The main reasoning behind the advice you've read about having it disabled on production sites, and it being removed from core in Drupal 8, is that it lowers the bar for creating PHP, making is simpler for non-programmers and unskilled programmers to add PHP to a site's code base (in particular, PHP code that don't sanitize user input).
However, the main risk is that by enabling it, some unthinking admin may give access to the PHP-filter for all users (not only the trusted user #1).
Given improper use, the site can be compromised by any script-kiddie. By leaving the PHP module completely disabled, you've eliminated that risk.
However, that being said, the PHP-module is useful in some situations (as you've discovered), and I think that it is over-cautious to never having it enabled on a production site. As long it is only allowed for user #1 (i.e. the implictly trusted super-admin), and the PHP that is added is safe (for the record, the code proposed at Create a Rule to Evaluate If a Logged-in User Has Created Content of Type X is safe), then the site is not put in jeopardy by having it enabled.

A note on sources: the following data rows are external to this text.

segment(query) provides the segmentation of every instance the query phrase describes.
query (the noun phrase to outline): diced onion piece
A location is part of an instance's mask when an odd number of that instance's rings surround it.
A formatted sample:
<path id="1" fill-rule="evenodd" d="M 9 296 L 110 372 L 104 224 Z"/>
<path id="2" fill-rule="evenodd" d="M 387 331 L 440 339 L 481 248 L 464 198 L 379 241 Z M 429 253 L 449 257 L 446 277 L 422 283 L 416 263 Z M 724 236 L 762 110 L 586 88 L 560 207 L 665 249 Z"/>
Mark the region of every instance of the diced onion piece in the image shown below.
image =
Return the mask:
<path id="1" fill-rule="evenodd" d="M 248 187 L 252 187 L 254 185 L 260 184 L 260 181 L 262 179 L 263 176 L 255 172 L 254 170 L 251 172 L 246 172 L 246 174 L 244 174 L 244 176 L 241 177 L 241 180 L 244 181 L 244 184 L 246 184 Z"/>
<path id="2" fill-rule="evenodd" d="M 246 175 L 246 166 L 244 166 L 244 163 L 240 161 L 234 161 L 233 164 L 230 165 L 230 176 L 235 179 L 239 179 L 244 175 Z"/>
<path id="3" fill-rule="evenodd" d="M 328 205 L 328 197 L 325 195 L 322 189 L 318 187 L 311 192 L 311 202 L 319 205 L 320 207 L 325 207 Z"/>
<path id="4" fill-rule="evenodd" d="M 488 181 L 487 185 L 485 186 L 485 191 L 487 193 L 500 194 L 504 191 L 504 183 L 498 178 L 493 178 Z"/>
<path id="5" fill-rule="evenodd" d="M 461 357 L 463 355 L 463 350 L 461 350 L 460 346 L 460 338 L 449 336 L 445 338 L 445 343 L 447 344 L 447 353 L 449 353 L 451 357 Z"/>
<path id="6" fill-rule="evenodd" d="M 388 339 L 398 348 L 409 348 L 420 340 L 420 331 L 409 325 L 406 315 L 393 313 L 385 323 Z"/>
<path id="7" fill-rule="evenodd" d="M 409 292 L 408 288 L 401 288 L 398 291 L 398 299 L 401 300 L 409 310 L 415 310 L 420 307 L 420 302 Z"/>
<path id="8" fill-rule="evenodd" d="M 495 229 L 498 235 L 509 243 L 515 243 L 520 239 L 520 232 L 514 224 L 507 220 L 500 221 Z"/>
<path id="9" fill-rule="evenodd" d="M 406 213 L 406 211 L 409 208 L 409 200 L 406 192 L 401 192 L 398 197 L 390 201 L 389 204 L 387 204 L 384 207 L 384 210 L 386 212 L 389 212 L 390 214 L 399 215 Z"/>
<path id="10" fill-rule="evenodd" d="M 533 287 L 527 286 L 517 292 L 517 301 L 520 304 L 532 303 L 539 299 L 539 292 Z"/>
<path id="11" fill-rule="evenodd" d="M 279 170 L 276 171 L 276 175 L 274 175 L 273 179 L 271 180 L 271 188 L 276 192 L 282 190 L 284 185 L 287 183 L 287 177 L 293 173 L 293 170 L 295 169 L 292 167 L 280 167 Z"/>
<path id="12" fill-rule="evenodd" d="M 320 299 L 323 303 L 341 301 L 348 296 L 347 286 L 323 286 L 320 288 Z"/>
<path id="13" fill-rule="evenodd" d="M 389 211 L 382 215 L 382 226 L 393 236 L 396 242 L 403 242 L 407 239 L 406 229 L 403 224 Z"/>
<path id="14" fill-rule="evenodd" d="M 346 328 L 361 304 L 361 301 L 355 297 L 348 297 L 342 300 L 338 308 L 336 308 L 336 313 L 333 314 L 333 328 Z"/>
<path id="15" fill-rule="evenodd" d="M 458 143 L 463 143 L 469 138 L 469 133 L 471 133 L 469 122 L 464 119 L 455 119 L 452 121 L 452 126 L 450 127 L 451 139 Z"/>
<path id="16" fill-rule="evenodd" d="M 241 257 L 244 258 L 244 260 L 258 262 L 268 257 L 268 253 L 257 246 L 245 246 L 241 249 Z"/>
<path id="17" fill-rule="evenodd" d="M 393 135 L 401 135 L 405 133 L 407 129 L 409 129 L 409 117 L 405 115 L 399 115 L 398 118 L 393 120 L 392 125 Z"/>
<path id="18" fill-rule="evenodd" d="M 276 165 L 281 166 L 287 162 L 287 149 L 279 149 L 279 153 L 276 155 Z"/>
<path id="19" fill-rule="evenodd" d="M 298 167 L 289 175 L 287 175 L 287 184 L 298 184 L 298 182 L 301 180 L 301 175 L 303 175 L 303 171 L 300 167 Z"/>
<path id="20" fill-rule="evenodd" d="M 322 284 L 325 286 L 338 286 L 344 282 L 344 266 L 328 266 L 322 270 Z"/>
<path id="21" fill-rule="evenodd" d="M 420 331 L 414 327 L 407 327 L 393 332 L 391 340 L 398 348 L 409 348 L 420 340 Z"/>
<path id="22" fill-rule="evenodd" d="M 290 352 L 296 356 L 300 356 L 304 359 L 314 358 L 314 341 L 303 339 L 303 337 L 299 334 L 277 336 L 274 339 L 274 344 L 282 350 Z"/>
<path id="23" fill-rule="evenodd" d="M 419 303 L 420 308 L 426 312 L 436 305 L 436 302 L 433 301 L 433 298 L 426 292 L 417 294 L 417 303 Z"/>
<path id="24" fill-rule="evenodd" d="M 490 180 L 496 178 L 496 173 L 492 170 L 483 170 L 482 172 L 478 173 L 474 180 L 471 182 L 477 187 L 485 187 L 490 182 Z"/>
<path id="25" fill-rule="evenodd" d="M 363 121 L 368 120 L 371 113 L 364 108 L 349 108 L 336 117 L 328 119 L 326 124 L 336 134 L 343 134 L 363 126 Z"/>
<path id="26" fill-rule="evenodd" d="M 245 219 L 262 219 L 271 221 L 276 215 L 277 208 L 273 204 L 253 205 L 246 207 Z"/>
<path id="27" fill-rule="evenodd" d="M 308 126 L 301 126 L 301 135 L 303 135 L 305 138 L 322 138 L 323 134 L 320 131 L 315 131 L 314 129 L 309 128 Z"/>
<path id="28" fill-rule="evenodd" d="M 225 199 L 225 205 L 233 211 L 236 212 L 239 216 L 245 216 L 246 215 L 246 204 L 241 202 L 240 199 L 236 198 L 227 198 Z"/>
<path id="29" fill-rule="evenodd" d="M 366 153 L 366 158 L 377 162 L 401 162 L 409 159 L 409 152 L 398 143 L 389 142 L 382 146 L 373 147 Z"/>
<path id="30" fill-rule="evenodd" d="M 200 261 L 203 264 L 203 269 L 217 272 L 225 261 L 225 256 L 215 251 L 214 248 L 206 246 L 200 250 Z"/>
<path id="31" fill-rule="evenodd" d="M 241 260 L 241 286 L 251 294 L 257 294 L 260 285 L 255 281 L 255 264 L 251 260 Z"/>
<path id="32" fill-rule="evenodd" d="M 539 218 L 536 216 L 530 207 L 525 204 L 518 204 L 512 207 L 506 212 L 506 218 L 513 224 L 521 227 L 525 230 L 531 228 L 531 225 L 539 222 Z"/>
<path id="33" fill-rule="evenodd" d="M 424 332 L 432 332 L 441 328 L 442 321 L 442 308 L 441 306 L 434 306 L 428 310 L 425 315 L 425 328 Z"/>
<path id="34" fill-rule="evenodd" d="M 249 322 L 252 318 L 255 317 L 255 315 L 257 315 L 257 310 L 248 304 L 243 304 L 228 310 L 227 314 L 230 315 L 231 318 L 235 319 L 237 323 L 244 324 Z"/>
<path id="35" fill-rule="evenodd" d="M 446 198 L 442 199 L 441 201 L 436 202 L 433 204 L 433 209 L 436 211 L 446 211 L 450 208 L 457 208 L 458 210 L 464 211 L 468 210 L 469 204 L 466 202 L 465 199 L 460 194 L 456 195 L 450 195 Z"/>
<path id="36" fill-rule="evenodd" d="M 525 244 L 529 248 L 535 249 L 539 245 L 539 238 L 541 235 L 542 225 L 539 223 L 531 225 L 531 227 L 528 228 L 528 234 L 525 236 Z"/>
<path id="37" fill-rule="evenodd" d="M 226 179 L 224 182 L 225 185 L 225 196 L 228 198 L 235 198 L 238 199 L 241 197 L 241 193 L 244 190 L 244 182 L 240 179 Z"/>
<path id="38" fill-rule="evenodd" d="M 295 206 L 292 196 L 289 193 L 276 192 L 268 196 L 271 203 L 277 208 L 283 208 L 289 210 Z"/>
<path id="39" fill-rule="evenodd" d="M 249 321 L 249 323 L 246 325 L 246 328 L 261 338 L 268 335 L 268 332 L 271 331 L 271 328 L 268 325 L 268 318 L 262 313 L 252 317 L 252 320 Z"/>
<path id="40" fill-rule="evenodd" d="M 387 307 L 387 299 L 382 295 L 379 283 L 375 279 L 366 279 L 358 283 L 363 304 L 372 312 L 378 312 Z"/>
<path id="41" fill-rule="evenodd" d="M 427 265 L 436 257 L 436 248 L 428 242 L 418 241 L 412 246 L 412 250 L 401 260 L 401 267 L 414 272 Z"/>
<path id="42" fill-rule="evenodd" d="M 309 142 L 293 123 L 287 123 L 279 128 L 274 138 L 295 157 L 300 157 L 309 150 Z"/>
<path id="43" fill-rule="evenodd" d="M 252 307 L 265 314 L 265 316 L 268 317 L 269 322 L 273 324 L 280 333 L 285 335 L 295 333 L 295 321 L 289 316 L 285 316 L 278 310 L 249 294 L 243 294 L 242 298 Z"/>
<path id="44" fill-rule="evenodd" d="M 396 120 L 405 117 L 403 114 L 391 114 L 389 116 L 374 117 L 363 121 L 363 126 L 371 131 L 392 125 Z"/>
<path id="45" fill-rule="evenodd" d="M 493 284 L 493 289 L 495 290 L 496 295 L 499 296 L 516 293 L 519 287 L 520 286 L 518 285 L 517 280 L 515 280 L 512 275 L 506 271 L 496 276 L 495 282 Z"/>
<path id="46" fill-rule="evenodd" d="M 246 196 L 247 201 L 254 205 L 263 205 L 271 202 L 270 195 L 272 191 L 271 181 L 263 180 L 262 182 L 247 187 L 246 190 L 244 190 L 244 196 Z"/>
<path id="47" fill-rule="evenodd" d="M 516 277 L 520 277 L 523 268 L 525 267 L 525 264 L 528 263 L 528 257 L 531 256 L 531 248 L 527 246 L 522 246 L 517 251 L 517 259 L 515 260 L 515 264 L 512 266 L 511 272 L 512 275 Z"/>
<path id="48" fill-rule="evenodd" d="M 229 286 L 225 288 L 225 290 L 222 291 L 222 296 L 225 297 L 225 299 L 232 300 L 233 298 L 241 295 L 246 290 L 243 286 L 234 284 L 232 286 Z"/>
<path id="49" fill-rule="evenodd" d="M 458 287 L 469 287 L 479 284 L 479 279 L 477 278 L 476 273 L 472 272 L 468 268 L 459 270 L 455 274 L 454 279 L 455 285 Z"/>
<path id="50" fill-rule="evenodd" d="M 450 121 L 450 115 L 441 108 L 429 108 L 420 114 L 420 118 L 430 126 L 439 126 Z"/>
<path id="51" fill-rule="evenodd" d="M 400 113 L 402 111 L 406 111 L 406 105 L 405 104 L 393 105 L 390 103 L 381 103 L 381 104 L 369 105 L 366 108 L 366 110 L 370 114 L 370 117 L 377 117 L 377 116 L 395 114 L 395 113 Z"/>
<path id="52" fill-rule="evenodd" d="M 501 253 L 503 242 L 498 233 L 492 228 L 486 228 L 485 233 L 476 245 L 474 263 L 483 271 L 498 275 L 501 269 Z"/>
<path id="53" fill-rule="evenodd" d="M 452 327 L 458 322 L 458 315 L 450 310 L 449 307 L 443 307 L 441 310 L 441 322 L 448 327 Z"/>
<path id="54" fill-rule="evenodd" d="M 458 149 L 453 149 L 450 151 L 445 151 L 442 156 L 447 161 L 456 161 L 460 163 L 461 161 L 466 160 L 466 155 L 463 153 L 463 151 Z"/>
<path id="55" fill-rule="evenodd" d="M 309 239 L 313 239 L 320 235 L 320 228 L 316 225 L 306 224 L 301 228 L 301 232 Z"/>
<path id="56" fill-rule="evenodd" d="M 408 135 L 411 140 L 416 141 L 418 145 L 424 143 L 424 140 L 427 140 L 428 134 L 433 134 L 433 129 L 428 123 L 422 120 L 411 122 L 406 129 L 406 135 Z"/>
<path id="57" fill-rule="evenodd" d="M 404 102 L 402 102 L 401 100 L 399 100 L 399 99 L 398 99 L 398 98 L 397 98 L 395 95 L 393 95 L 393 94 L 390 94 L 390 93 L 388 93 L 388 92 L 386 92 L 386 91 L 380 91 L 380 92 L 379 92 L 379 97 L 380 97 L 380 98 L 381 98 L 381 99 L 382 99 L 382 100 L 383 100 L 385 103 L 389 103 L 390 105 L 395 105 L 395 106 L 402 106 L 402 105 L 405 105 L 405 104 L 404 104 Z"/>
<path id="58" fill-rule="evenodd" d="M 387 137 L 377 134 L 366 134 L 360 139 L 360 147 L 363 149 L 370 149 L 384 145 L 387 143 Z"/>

Just thread carefully, and make sure you you know enough about Drupal to understand that the PHP-filter should not be enabled for "Filtered HTML" or any other text format that untrusted users are allowed to use, and that the code you add to the HTML-textarea using this feature must by itself be safe.

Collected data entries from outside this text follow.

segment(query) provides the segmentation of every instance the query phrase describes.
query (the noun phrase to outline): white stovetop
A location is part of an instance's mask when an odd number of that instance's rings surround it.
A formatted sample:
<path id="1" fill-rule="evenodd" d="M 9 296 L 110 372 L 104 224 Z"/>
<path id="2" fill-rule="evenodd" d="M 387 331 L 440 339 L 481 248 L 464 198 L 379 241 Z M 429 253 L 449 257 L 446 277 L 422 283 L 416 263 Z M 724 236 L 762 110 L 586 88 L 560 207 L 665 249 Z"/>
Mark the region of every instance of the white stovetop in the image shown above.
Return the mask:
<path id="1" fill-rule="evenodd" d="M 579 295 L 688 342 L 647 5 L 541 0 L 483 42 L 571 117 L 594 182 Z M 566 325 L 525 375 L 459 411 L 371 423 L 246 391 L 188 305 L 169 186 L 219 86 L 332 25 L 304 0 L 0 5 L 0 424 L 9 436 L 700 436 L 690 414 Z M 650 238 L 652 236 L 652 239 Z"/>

PS: Some people seem to think that it is somehow "better" to add PHP to a site by writing a custom module instead of having it in the database. IMNSHO, it makes little difference where you keep it. A bad programmer is unfortunately perfectly capable of creating unsafe PHP anywhere. Having unsafe PHP inside a file instead of inside the database will not save you if the PHP-code happens to be unsafe in the first place - even if you've paid somebody to create it for you.